Le 2 mai 2007, M. [K] s'est rendu caution de la société en faveur de la banque.

2. Par un jugement du 13 mars 2009, la société a été mise en redressement judiciaire.

La banque a déclaré sa créance le 6 avril 2009, laquelle a été admise par une ordonnance du 5 février 2010. Un plan de redressement a été arrêté par le tribunal le 12 mars 2010.

Le plan a été résolu et la société a été mise en liquidation judiciaire le 11 octobre 2013.

3. Le 23 décembre 2016, la banque a assigné M. [K] en exécution de son engagement de caution.

Examen des moyens

Sur le premier moyen, pris en sa première branche

Enoncé du moyen

4. La banque fait grief à l'arrêt de déclarer prescrite et donc irrecevable sa demande, alors « que la déclaration de créance interrompt la prescription à l'égard de la caution jusqu'à la clôture de la procédure ; qu'ayant relevé que la créance déclarée le 6 avril 2009 a été admise le 5 février 2010, qu'un plan de redressement a été homologué le 12 mars 2010, lequel a été résolu le 11 octobre 2013, la débitrice principale ayant fait l'objet d'une mesure de liquidation judiciaire, la cour d'appel qui pour considérer que c'est à juste titre que le tribunal a retenu qu'aux termes de l'article L. 630-21 (lire 631-20) du code de commerce, l'action de la banque était à nouveau possible envers la caution personne physique faisant courir un nouveau délai de cinq ans pour agir énonce que les co-obligés et les personnes ayant consenti une sûreté personnelle ne peuvent se prévaloir des dispositions du plan et que les délais de paiement accordés au débiteur principal lui sont en effet strictement personnels et la caution solidaire ne peut en bénéficier, n'a pas tiré les conséquences légales s'évinçant de ses propres constatations dont il ressortait que la procédure collective était toujours en cours en l'absence de clôture et partant a violé les articles L. 631-20 du code de commerce par fausse application, ensemble les articles L. 622-28 et suivants dudit code. »

Réponse de la Cour

Vu les articles 2241 et 2246 du code civil et l'article L. 631-20 du code de commerce, dans sa rédaction antérieure à celle issue de l'ordonnance n° 2021-1193 du 15 septembre 2021 :

5. Il résulte des deux premiers textes que la déclaration de créance au passif du débiteur principal en procédure collective interrompt la prescription à l'égard de la caution et que cet effet se prolonge jusqu'à la clôture de la procédure collective.

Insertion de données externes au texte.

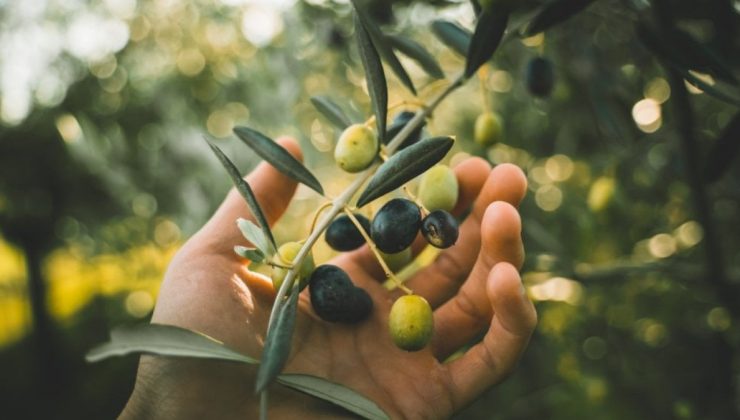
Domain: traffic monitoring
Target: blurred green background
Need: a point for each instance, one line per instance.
(632, 249)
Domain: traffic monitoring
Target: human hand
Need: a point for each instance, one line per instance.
(473, 286)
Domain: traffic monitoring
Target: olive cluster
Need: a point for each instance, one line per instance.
(391, 232)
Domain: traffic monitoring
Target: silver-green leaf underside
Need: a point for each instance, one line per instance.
(164, 340)
(246, 191)
(278, 157)
(333, 392)
(254, 235)
(404, 166)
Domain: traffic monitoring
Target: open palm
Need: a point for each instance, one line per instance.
(473, 287)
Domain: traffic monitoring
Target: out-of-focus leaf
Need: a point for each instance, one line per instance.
(246, 191)
(331, 111)
(252, 254)
(404, 166)
(164, 340)
(334, 393)
(724, 151)
(418, 53)
(277, 343)
(382, 47)
(555, 12)
(487, 36)
(278, 157)
(254, 235)
(452, 35)
(376, 84)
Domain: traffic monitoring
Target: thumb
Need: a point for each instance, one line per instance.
(273, 191)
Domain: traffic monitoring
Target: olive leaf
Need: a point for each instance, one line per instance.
(453, 35)
(277, 342)
(487, 36)
(724, 151)
(255, 235)
(556, 12)
(331, 111)
(252, 254)
(333, 392)
(404, 166)
(376, 84)
(384, 50)
(164, 340)
(246, 191)
(278, 157)
(418, 53)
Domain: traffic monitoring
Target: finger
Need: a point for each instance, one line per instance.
(471, 175)
(273, 191)
(440, 280)
(489, 361)
(461, 318)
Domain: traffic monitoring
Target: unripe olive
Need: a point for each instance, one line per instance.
(398, 260)
(440, 229)
(343, 235)
(285, 256)
(438, 188)
(395, 225)
(399, 121)
(488, 129)
(335, 298)
(411, 322)
(356, 148)
(540, 77)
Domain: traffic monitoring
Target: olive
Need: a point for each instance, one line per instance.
(540, 77)
(356, 148)
(399, 121)
(285, 256)
(335, 298)
(438, 188)
(398, 260)
(343, 235)
(488, 129)
(440, 229)
(411, 322)
(395, 225)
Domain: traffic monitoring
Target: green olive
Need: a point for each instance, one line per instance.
(356, 148)
(438, 189)
(411, 322)
(398, 260)
(488, 129)
(285, 256)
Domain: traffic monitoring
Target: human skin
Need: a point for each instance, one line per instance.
(473, 287)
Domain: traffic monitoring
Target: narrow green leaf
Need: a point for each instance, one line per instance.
(277, 343)
(381, 46)
(164, 340)
(334, 393)
(252, 254)
(255, 235)
(331, 111)
(555, 12)
(418, 53)
(246, 191)
(453, 35)
(376, 84)
(278, 157)
(487, 36)
(404, 166)
(724, 151)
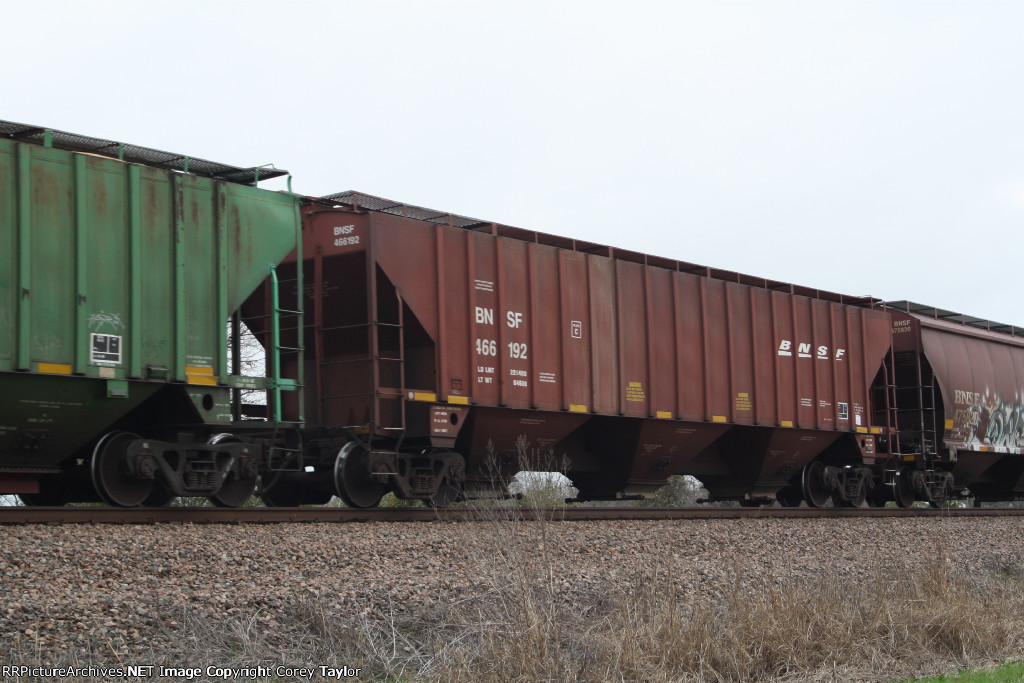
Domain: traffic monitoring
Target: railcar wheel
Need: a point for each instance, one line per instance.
(111, 475)
(903, 487)
(351, 480)
(236, 489)
(815, 492)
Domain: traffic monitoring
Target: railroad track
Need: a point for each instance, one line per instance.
(105, 515)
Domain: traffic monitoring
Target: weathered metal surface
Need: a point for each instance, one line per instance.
(979, 411)
(633, 368)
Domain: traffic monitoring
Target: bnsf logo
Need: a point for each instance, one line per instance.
(804, 350)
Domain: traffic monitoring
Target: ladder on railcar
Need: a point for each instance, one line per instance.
(287, 348)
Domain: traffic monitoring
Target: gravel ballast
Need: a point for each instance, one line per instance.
(118, 594)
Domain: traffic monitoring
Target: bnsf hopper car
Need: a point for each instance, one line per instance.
(435, 342)
(425, 349)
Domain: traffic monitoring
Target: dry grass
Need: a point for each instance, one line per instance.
(521, 624)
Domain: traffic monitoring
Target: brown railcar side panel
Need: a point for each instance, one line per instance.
(803, 340)
(482, 297)
(513, 343)
(546, 336)
(690, 342)
(577, 332)
(632, 309)
(662, 340)
(717, 354)
(603, 335)
(407, 251)
(739, 330)
(841, 366)
(784, 370)
(765, 402)
(859, 408)
(823, 350)
(453, 300)
(982, 387)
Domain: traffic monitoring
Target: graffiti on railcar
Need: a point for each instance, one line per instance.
(987, 419)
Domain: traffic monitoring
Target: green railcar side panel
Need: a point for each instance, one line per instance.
(51, 296)
(157, 329)
(200, 242)
(103, 255)
(8, 252)
(113, 272)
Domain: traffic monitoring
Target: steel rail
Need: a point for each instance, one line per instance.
(108, 515)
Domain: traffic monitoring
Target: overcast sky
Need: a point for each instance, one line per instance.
(863, 147)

Si, en vertu du troisième, la caution ne peut se prévaloir des dispositions du plan de redressement dont bénéficie, le cas échéant, le débiteur principal, cette disposition ne fait pas échec à l'interruption de la prescription à son égard jusqu'au constat de l'achèvement du plan, ou en cas de résolution de celui-ci et d'ouverture de la liquidation judiciaire du débiteur principal, jusqu'à la clôture de cette procédure.

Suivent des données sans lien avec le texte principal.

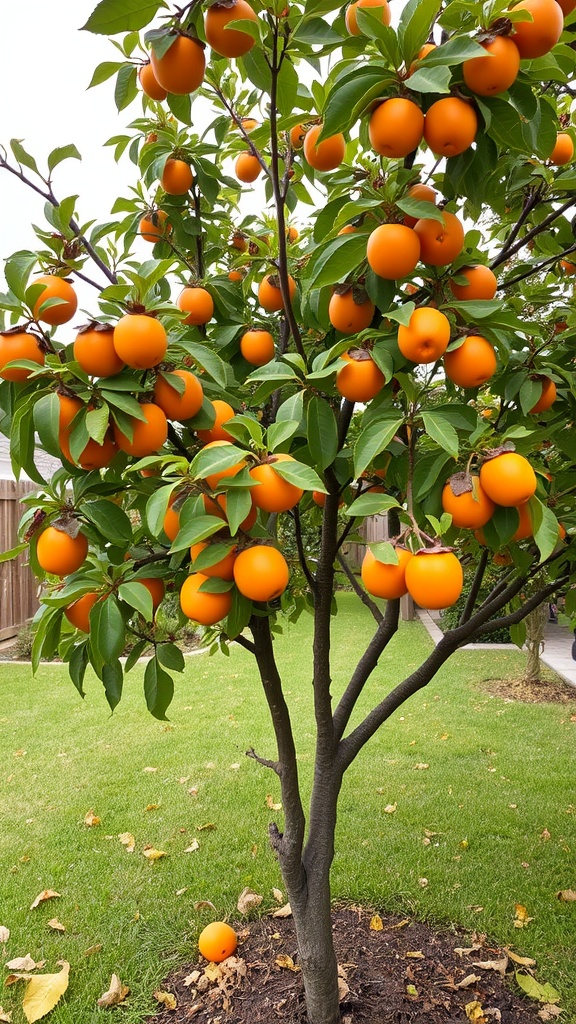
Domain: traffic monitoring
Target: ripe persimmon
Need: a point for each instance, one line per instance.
(180, 69)
(139, 340)
(178, 406)
(150, 84)
(256, 346)
(426, 336)
(470, 509)
(351, 311)
(360, 379)
(260, 572)
(396, 127)
(203, 606)
(563, 152)
(273, 493)
(383, 579)
(471, 364)
(18, 344)
(222, 568)
(450, 126)
(176, 177)
(482, 284)
(217, 941)
(94, 351)
(325, 156)
(149, 434)
(229, 42)
(155, 225)
(198, 303)
(441, 242)
(247, 167)
(435, 579)
(78, 613)
(495, 73)
(217, 432)
(393, 251)
(270, 295)
(54, 288)
(351, 16)
(537, 37)
(59, 553)
(508, 479)
(548, 395)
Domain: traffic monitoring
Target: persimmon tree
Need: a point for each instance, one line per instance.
(392, 332)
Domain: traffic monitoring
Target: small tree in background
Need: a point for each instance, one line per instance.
(324, 360)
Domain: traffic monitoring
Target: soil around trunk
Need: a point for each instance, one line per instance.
(394, 971)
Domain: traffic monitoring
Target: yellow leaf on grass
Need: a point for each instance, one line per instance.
(166, 998)
(116, 993)
(284, 961)
(43, 896)
(153, 854)
(43, 992)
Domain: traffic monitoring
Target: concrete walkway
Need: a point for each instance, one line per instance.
(557, 653)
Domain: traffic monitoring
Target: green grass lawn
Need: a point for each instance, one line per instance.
(474, 822)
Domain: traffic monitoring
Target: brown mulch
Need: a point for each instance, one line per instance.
(406, 973)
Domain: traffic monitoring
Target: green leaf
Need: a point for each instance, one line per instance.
(372, 440)
(442, 431)
(159, 689)
(63, 153)
(112, 16)
(322, 432)
(138, 597)
(109, 519)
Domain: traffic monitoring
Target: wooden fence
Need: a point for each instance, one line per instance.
(17, 585)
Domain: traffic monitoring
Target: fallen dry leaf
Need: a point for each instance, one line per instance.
(43, 896)
(167, 999)
(128, 841)
(22, 964)
(286, 962)
(283, 911)
(43, 992)
(116, 994)
(248, 900)
(55, 925)
(153, 854)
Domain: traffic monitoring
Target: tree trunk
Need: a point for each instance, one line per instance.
(535, 625)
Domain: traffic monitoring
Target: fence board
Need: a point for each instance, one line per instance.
(18, 599)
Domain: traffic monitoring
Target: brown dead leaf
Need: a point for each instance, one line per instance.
(152, 854)
(523, 961)
(43, 896)
(128, 841)
(248, 901)
(43, 992)
(521, 916)
(167, 999)
(22, 964)
(116, 993)
(286, 962)
(283, 911)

6. Pour déclarer prescrite l'action de la banque à l'égard de M. [K], l'arrêt retient qu'après l'arrêté du plan de redressement, aux termes de l'article L. 631-20 du code de commerce, l'action de la banque était à nouveau possible envers la caution personne physique, ce qui lui ouvrait un délai de cinq ans pour agir et que, la banque n'ayant poursuivi la caution qu'à compter de fin 2016, quand le plan de redressement était antérieur de plus de cinq ans, la demande était prescrite.

7. En statuant ainsi, alors qu'ayant retenu, sans être critiquée, que la prescription applicable en l'espèce était la prescription quinquennale prévue par l'article L. 110-4 du code de commerce, et constaté que la banque avait déclaré sa créance le 6 avril 2009, que le plan de redressement de la société, arrêté le 12 mars 2010, avait été résolu et que la société avait été mise en liquidation judiciaire le 11 octobre 2013, elle ne pouvait déclarer prescrite l'action introduite par la banque le 23 décembre 2016, la cour d'appel, qui n'a pas tiré les conséquences légales de ses constatations, a violé les textes susvisés, le troisième par fausse application.

PAR CES MOTIFS, et sans qu'il y ait lieu de statuer sur les autres griefs, la Cour :

CASSE ET ANNULE, en toutes ses dispositions, l'arrêt rendu le 26 novembre 2020, entre les parties, par la cour d'appel de Grenoble ;

Remet l'affaire et les parties dans l'état où elles se trouvaient avant cet arrêt et les renvoie devant la cour d'appel de Lyon.

Arrêt rendu en formation restreinte hors RNSM.

- Président : Mme Vaissette (conseiller doyen faisant fonction de président) - Rapporteur : Mme Bélaval - Avocat général : Mme Guinamant - Avocat(s) : SCP Bouzidi et Bouhanna -

Textes visés :

Articles 2241 et 2246 du code civil ; article L. 631-20 du code de commerce, dans sa rédaction antérieure à celle issue de l'ordonnance n° 2021-1193 du 15 septembre 2021.

Rapprochement(s) :

Sur l'effet interruptif de prescription à l'égard de la caution, à rapprocher : Com., 10 février 2015, pourvoi n° 13-21.953, Bull. 2015, IV, n° 25 (rejet).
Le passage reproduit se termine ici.